Turnabout took 40 years, but it’s refreshing to see upstart Eric Swalwell take down the ancient Rep. Pete Stark, a 20-term incumbent in Congress in a manner similar to Stark’s campaign back in 1972 against a older representative.
Stark had the backing of the entire Democratic Party apparatus and sent out mailers with endorsements from President Obama, Sen. Dianne Feinstein and other party luminaries.

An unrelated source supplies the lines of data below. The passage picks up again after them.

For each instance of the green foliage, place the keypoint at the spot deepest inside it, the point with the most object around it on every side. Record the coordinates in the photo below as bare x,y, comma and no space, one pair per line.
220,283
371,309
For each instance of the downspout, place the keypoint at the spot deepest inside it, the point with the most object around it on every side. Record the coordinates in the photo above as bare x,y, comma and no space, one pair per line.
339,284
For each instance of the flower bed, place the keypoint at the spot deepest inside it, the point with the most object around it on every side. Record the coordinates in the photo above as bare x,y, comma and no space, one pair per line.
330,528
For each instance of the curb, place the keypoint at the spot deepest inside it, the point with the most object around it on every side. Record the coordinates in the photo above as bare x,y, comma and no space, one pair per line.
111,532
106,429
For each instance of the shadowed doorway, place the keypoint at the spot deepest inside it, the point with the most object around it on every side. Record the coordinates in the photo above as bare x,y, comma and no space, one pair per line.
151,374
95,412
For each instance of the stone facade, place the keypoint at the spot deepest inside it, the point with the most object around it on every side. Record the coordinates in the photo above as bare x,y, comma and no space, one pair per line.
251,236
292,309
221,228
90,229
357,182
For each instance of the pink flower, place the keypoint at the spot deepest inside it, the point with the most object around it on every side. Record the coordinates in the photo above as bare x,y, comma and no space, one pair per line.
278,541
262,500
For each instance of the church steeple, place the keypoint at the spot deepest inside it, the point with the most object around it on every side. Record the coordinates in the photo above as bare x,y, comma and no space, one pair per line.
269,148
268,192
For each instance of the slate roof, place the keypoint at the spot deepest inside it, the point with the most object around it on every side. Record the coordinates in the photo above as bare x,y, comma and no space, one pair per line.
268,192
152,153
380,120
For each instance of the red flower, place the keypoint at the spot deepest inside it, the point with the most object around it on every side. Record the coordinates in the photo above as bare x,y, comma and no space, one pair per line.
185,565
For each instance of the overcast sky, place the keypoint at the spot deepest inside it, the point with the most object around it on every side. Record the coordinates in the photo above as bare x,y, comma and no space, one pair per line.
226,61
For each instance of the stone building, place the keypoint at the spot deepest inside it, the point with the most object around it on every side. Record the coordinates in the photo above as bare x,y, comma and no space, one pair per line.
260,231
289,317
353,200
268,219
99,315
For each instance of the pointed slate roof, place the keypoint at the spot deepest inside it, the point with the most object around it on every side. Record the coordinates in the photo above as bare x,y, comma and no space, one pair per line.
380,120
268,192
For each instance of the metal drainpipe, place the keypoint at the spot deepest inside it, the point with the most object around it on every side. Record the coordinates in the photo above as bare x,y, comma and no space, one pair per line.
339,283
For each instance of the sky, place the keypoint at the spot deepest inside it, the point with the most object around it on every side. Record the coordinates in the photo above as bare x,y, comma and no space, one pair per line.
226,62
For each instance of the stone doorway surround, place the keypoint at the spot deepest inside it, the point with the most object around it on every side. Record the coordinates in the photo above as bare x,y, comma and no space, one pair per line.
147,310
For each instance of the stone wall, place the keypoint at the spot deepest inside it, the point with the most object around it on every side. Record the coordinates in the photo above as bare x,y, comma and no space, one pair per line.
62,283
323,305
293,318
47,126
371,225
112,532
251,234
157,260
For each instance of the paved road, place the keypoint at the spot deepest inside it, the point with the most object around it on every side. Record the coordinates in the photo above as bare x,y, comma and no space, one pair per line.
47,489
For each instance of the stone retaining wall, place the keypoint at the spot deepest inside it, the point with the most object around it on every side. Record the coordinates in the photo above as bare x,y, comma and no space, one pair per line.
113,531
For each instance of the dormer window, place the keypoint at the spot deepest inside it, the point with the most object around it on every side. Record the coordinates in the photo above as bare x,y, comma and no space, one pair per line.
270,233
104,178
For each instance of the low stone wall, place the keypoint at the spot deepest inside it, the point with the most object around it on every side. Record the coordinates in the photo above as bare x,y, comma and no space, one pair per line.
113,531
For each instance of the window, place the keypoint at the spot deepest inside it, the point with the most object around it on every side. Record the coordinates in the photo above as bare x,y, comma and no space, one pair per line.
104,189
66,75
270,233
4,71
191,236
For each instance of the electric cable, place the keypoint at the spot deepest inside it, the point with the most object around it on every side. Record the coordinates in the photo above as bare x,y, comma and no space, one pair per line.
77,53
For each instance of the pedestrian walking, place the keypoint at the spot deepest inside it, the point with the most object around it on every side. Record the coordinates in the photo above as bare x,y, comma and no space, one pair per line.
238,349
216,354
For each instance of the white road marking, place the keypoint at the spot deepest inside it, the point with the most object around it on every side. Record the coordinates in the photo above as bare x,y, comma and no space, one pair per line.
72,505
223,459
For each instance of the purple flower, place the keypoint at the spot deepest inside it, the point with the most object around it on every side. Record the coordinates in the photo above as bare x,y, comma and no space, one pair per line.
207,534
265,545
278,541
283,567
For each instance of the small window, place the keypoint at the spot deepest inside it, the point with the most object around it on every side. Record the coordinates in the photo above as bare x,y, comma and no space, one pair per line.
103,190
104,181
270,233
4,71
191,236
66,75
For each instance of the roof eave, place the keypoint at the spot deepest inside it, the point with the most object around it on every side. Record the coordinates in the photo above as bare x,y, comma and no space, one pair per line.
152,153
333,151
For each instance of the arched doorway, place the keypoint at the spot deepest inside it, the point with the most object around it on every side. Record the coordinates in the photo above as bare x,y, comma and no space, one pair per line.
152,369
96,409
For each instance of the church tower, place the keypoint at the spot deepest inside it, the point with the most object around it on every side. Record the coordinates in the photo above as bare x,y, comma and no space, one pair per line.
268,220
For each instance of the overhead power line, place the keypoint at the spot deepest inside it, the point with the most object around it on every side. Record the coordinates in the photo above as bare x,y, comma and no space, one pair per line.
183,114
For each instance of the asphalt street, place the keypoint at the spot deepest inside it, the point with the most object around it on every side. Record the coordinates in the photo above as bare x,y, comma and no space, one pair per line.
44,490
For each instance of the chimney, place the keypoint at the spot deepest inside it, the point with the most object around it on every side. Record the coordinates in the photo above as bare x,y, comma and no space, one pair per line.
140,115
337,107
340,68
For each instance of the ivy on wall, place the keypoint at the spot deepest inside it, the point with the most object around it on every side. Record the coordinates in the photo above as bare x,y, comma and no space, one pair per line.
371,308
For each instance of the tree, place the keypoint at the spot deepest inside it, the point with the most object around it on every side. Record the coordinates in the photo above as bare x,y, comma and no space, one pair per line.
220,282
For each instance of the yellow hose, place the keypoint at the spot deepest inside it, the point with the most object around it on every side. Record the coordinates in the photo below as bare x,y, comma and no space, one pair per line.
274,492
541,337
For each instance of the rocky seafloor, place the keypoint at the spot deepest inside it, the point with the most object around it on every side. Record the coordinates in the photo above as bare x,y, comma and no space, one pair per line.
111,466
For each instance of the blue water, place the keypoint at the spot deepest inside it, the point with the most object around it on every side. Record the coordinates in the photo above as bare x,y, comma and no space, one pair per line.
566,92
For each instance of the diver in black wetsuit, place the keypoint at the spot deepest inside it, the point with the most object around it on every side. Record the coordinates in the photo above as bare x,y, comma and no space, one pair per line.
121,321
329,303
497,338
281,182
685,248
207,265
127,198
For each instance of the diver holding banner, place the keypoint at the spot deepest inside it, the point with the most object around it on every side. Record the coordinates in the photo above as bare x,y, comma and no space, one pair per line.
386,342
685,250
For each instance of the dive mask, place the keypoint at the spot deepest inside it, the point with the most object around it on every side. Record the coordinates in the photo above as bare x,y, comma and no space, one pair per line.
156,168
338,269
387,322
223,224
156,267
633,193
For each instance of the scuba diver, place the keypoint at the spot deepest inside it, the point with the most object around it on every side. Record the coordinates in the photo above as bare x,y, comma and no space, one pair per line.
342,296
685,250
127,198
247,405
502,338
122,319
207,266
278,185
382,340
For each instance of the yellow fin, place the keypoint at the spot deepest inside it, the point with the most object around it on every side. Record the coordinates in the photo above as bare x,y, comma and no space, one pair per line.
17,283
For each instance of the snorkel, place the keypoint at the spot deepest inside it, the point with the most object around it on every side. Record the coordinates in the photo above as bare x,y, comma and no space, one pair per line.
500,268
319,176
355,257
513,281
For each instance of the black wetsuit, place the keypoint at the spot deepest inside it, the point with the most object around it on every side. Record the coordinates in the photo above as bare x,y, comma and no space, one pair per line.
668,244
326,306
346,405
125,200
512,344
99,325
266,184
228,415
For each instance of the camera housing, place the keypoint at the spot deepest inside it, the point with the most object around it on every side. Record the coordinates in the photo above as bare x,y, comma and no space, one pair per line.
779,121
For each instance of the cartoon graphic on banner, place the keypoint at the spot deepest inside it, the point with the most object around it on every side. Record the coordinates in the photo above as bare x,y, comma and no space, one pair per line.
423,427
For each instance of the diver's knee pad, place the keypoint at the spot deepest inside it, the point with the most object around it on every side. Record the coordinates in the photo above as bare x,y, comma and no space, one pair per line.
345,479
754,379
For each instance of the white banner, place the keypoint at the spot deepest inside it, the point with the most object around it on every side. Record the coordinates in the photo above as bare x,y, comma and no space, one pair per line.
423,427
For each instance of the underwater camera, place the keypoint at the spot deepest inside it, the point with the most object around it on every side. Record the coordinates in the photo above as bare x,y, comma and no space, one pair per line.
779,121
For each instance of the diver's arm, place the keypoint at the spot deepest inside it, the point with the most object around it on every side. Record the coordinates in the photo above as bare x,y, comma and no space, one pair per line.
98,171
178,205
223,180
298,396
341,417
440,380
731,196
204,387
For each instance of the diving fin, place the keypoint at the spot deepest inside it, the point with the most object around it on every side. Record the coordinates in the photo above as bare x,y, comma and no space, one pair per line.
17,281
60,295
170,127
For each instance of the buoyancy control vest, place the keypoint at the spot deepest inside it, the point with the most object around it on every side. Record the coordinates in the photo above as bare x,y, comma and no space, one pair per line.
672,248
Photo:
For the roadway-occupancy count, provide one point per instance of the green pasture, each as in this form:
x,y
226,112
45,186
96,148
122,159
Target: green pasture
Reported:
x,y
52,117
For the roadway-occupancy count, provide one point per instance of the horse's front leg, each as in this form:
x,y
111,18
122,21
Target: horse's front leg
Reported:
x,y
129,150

That’s despite his record, which is devoid of achievement and loud of mouth. Democrats were so concerned about Stark that they refused to let him chair the House Ways and Means Committee, despite his seniority, after Charlie Rangel had to resign because of ethics violations.
Stark has been out-of-touch, living in Maryland, for two decades. His district was so safe for Democrats that he would have held it until he retired or died, but for the voter-approved change that allowed the top two vote-getters in the primary (regardless of party) to advance to the general election.
Swalwell got within six points in the primary and then worked hard for Tuesday’s election with a good door-to-door campaign and received the endorsement of the newspapers across the board, notably both the San Francisco Chronicle and the Contra Costa Times, who clearly saw Stark for what he was. Notably, the recommendations for newspapers closely paralleled any Democrat slate card.
Congrats to Eric and batten down your helmet. Standing in the wings were the party loyalists who sat this one out—state Sen. Ellen Corbett, Pleasanton termed-out Mayor Jennifer Hosterman and Silicon Valley lawyer and former Obama Commerce Dept. official Ro Khanna. All are queued up for 2014.
Barring some tectonic shift, the seat will remain Democrat for decades so it will always be an intra-party squabble.
I’M THANKFUL this morning for the two-thirds requirement on taxes that saw both the ill-advised forever extension of Alameda County’s transportation sales tax go down as well as the parcel tax gift to the Oakland zoo that was simply horrible public policy.
That requirement also saw the $28 parcel tax for Las Positas and Chabot colleges fail. All received more than 60 percent of the vote, but failed to reach the two-thirds level.
In a county dominated by Democrats that rarely sees a tax that it doesn’t embrace, it is a significant series of results. Personally, I think the argument for local support for the community colleges was a good one—the bloated bond issue coupled with a project labor agreement to pay off construction workers unions was not—even though it had made a significant difference at Las Positas.
That said, the politicians who put together the transportation measure reached way too far—not only did they want to double the sales tax to one-cent, but they wanted to make it permanent. I have advocated for every county sales tax measure, all of which had sunsets—therefore accountability to the people paying the bills. The measure would have given the county the highest sales tax in the state because we’re also paying extra for BART and the mismanaged county hospital system.
People will pay if it’s a reasonable measure.
As for the zoo, it was bad policy pure and simple—let the backers and the board raise the money to operate.